How CERN manages its data

By Frédéric Milliot | January 01, 2014

After 3 years of faithful service, after the more than probable discovery of the Higgs boson, the LHC starts its first long shutdown. The ideal occasion to discover how, on a day-to-day basis, CERN takes up the challenge of scientific Big Data…

This feature story also includes the following articles:
   • Data Models for the LHC
   • A Unique Laboratory for Scientific Big Data
   • 100 Petabytes to Maintain
   • CASTOR, CERN’s Storage Manager

As you read this, more than a thousand researchers all over the world are working live on data from CERN’S LHC (Large Hadron Collider). If the Centre is universally recognized for its frontier work in fundamental physics, it is beginning to be recognized also for its compute infrastructure. With an annual usable production of experimental data exceeding 30 Petabytes, the problem is not simple, all the more as this wealth of knowledge must be shared without constraint of place or technology. The case of CERN being in many respects representative of the problems that academic and private organizations face managing large volumes of information, it seemed appropriate to inquire into the matter. It is to a guided tour of CERN’s data installations that we invite you now.

Big Science > Big Data

“The biggest challenge here in the CERN’s IT department“, points out Frederic Hemmer, the engineer in charge, “is obviously the volume of the data, particularly in production.” The Centre must collect, analyze, store and protect this data to make it available 24/7 to community researchers. In such a context, the choice of an agile infrastructure (that we will detail below) has proven relevant: to date, CERN has never lost a file, for any reason. And this although “even when the LHC is not operating“, Frederic Hemmer emphasizes, “IT does not stop. Our analyses are continuous, here at the Centre and all over the world.”

Concretely, CERN must anticipate the very particular, and often rather inventive, needs of users who conduct experiments for which the technical requirement are generally unpredictable.

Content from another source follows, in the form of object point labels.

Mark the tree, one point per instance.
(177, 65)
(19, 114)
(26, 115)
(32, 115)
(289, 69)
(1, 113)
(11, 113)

This leads the IT teams to innovate day after day, with extreme result constraints and an operational budget that remains very… constant.

Fig.1 – In the production line of experimental data, a multilevel filter system eliminates more than 99% of the information collected. Only the remaining information will be stored for analysis. (CERN document)

Oracle everywhere

Freely choosing the basic elements of its technological stack, CERN takes care to respect a theoretical balance between performance, reliability and scalability. For the data, the choice of an Oracle base was made as far back as 1982, and extended since then to all dimensions of the organization and operation of the Centre, including the systems controlling the accelerators during the experiments. According to the technicians responsible for these decisions, Oracle meets the prerequisites as regards functionality, availability and dimensioning. They appreciate that the software infrastructure includes the tools necessary for management, protection and distribution of the data.

On the storage side, NetApp technologies constitute the bulk of the new facilities. For NetApp, such a showcase is not without technical challenges. For example, collisions of heavy ions (lead nuclei, generally) are complex experiments that make information production rates very difficult to estimate in advance, but that can reach 6 GB per second. However, still according to Frederic Hemmer, “data being the very reason for our existence, the mission of the IT teams is multidimensional. We must allow their almost immediate use, guarantee their immortality, manage equipment and software upgrades in a non-disruptive way and make sure that the infrastructure offers virtually infinite space…“

The LHC depends on its DBMS

If such a statement is usually readily admitted, it should be well understood here that even the least problem in collecting or managing data implies stopping the collider. Technically, the collider is actually managed through two databases. The first, ACCCON, stores the setup and control elements of the installation. To ensure permanent monitoring of the LHC, the operators refine its configuration in real time through an array of control monitors grouped in a dedicated room. If the database is unavailable even for a few seconds, the collider becomes uncontrollable. It is therefore necessary to stop the experiment in progress, which implies killing the beams in enormous graphite blocks to disperse their energy and protect the ring. The extreme temperatures are, in fact, liable to damage the magnets (each of which costs more than a million dollars), which would require repairs likely to make the LHC unavailable for months.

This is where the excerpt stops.